Essentially, we want an operator which has cross-feature interactions without having the number of parameters explode. To this end, the authors propose the circular correlation operator, which is given as

\[[a\cdot b]_k = \sum_{i=1}^{d-1}a_i b_{(k+i)\text{mod}d}.\]

The output contains as many parameters as the input vectors, while also capturing the interaction between the features. The function measures the covariance between embeddings at different dimension shifts, and the asymmetry stems from this circular correlation.

At this point, you may be wondering why a simple convolutional operator would not suffice. The answer is that convolution is a commutative function, while correlation is not. Again, the key lies in symmetry (or the lack of it)!

In the objective of predicting relations described earlier, we can think of the characteristic function as a function which takes as input a latent matrix X of scores and outputs the corresponding probability. This latent matrix is an $E \times E$ matrix since it contains the scores for every possible pair of entities. However, since the number of entitites may be very large, the problem we want to solve is that of matrix factorization.

This is similar to the singular value decomposition method for learning word vectors that I discussed in an earlier blog post. If we assume that an entity has only one unique representation, regardless of whether it occurs as subject or object, the matrix X can be factorized as

\[X = EWE^{-1}\]

Since the entity vectors are complex in nature ($u$ = Re($u$) + $i$Im($u$)), the matrix factorization of $X$ may be either real or complex. But since the characteristic function returns a real output, we define $X$ as the Real part of the factorization. Now, our original objective is to learn $P(Y=1)$ for every $s-o$ pair, and we are trying to approximate this using the latent matrix $X$. In the case of binary relations (yes/no), $Y$ is essentially a sign matrix, and hence it is safe to assume that its “sign-rank” is low.
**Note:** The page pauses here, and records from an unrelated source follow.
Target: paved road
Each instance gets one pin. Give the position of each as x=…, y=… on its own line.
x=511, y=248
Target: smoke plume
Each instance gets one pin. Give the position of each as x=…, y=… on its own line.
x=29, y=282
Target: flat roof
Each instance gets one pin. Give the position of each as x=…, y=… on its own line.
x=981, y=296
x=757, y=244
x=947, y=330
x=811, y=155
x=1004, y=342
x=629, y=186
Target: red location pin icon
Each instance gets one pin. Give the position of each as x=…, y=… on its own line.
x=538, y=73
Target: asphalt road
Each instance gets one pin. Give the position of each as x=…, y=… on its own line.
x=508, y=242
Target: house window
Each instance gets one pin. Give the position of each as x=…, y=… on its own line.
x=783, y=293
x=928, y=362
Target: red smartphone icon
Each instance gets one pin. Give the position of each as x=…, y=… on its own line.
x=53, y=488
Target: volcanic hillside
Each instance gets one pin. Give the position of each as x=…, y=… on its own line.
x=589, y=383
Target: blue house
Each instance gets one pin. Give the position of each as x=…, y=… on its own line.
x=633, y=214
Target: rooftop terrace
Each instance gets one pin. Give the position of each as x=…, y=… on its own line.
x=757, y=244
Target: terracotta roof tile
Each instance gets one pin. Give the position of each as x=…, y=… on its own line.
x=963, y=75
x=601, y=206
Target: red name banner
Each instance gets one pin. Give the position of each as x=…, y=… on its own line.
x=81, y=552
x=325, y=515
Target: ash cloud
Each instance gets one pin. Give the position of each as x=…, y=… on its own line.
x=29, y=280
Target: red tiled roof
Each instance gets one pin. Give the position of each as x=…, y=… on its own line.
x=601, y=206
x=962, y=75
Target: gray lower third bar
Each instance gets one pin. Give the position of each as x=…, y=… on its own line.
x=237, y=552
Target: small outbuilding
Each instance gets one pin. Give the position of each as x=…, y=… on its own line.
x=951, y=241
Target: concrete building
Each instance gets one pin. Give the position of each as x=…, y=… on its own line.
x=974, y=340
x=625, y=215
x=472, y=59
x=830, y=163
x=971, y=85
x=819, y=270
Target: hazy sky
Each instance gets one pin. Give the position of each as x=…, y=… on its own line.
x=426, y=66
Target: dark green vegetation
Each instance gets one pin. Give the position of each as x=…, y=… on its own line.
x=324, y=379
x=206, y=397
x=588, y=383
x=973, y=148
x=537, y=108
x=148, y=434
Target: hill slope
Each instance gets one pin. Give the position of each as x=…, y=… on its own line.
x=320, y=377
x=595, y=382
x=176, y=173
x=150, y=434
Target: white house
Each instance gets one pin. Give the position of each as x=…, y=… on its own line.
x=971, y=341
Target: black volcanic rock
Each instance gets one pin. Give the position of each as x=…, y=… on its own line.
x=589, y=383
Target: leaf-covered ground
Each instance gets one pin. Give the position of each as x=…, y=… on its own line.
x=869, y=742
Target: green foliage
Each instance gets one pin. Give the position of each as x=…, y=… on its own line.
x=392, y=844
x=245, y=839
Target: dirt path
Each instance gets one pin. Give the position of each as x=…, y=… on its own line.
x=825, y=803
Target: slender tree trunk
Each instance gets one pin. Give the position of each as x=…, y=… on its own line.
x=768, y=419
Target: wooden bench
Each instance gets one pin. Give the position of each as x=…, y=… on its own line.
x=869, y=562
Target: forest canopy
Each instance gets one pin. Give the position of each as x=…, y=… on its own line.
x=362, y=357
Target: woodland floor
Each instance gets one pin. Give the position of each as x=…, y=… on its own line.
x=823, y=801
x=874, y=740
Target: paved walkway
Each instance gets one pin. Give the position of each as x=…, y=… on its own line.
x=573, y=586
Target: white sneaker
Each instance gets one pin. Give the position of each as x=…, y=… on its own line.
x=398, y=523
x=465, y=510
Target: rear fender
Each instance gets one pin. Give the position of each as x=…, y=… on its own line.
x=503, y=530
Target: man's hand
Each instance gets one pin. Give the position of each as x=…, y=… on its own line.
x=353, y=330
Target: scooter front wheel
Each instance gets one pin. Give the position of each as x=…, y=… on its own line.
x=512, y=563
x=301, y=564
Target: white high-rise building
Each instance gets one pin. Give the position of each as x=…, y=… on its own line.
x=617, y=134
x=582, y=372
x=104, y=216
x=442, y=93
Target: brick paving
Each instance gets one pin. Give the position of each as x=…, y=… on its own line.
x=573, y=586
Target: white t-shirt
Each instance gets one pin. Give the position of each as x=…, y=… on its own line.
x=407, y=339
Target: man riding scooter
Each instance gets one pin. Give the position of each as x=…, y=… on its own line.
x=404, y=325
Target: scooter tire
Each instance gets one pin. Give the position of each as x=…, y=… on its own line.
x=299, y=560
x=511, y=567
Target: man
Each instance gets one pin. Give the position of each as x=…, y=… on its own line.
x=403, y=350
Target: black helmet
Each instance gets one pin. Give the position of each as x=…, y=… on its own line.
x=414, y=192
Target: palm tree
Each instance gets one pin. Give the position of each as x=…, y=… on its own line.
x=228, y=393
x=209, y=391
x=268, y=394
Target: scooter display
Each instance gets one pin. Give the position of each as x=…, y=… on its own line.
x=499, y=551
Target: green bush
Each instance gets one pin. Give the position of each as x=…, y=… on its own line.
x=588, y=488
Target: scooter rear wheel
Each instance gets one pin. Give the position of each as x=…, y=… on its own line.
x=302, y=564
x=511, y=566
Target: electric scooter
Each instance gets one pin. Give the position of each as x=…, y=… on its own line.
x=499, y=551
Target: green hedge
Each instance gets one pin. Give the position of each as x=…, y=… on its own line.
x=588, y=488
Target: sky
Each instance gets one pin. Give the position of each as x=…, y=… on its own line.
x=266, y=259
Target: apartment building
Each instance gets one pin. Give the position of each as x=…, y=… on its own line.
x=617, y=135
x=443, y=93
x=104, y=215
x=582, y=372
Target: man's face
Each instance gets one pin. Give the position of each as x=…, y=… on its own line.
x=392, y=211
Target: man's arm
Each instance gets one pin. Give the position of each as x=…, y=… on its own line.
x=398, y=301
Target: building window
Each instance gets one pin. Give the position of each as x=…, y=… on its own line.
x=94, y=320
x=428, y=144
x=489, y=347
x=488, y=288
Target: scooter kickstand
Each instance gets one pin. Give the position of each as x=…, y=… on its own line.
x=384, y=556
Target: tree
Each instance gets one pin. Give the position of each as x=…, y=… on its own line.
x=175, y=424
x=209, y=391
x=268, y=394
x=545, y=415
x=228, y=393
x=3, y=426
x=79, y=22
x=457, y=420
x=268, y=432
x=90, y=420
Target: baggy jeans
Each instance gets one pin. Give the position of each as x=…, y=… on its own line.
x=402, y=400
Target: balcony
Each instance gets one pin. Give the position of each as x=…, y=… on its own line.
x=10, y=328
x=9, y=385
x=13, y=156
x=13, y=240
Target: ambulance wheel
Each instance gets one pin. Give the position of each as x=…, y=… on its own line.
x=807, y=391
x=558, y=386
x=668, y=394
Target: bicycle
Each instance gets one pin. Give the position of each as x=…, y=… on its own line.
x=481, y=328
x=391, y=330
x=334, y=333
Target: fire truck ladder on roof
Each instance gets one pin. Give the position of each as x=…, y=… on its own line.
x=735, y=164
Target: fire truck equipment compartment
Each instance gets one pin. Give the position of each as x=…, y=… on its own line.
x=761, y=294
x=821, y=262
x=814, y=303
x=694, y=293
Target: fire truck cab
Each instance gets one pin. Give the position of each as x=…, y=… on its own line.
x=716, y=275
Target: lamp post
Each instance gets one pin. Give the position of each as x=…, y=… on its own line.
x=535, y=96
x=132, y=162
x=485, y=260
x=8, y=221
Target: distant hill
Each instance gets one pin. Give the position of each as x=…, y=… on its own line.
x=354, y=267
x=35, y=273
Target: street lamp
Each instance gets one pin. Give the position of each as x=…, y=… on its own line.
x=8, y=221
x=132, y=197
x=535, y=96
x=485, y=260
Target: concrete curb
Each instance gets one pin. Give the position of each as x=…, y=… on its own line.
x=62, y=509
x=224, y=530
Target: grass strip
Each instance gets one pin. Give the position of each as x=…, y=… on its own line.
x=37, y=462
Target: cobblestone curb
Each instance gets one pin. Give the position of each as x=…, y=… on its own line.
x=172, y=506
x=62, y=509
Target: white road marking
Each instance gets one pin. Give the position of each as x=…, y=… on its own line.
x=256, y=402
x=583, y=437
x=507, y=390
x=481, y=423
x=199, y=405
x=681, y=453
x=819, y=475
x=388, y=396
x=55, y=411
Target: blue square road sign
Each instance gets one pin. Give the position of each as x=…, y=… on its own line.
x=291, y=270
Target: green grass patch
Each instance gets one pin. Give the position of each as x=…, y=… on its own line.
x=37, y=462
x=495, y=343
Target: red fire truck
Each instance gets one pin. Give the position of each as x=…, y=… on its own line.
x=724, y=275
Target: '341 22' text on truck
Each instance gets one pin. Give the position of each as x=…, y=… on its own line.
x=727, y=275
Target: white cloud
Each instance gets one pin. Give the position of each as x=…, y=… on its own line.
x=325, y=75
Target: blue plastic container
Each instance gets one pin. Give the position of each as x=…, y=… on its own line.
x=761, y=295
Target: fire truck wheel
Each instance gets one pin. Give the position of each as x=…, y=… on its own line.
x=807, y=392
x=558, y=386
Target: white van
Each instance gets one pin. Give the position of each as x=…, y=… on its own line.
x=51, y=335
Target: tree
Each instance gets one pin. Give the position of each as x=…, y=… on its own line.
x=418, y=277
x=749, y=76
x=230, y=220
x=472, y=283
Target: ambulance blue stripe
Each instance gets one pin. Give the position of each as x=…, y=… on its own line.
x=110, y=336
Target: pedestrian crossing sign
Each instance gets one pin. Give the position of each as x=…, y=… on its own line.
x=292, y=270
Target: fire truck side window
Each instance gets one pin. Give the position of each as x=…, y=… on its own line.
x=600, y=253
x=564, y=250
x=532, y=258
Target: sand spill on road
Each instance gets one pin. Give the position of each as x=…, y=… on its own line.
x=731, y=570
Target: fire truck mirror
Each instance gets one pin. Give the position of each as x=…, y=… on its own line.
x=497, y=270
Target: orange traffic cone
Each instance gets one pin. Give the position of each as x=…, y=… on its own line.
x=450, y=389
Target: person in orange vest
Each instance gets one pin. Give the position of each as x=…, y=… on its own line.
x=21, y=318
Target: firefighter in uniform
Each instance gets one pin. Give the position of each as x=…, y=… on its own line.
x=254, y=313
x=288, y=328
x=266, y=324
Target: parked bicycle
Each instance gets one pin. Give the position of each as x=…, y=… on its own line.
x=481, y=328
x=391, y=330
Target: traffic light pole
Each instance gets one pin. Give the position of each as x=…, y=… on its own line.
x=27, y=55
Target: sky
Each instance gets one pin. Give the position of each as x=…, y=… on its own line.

But what is a “sign-rank”? It refers to the smallest rank of a real matrix having the same sign pattern as $Y$. The authors showed in an earlier paper that if the sign rank of $Y$ is low, the rank of Re($EWE^T$) is at most twice that of $Y$. While this is a good upper bound, the actual rank is often much lower than the rank of $Y$.

In the case of multi-relational data, each relation has a representation $w$ associated with it. The characteristic function then takes as input the relation type along with the subject and object, and computes the score based on a novel scoring function. This function has the following property: if $w$ is real, the characteristic function is symmetric, and if $w$ is imaginary, then it is anti-symmetric.

While Euclidean embeddings are popular, they are in no way sufficient to represent all the complexities and hierarchies in language. These methods suggest that looking at non-Euclidean spaces for representation learning may be the way to go.

  1. Vilnis, Luke, and Andrew McCallum. “Word representations via gaussian embedding.” arXiv preprint arXiv:1412.6623(2014). 

  2. Nickel, Maximilian, and Douwe Kiela. “Poincare Embeddings for Learning Hierarchical Representations.” arXiv preprint arXiv:1705.08039 (2017). 

  3. Nickel, Maximilian, Lorenzo Rosasco, and Tomaso A. Poggio. “Holographic Embeddings of Knowledge Graphs.” AAAI. 2016. 

  4. Trouillon, Théo, et al. “Complex embeddings for simple link prediction.” International Conference on Machine Learning. 2016.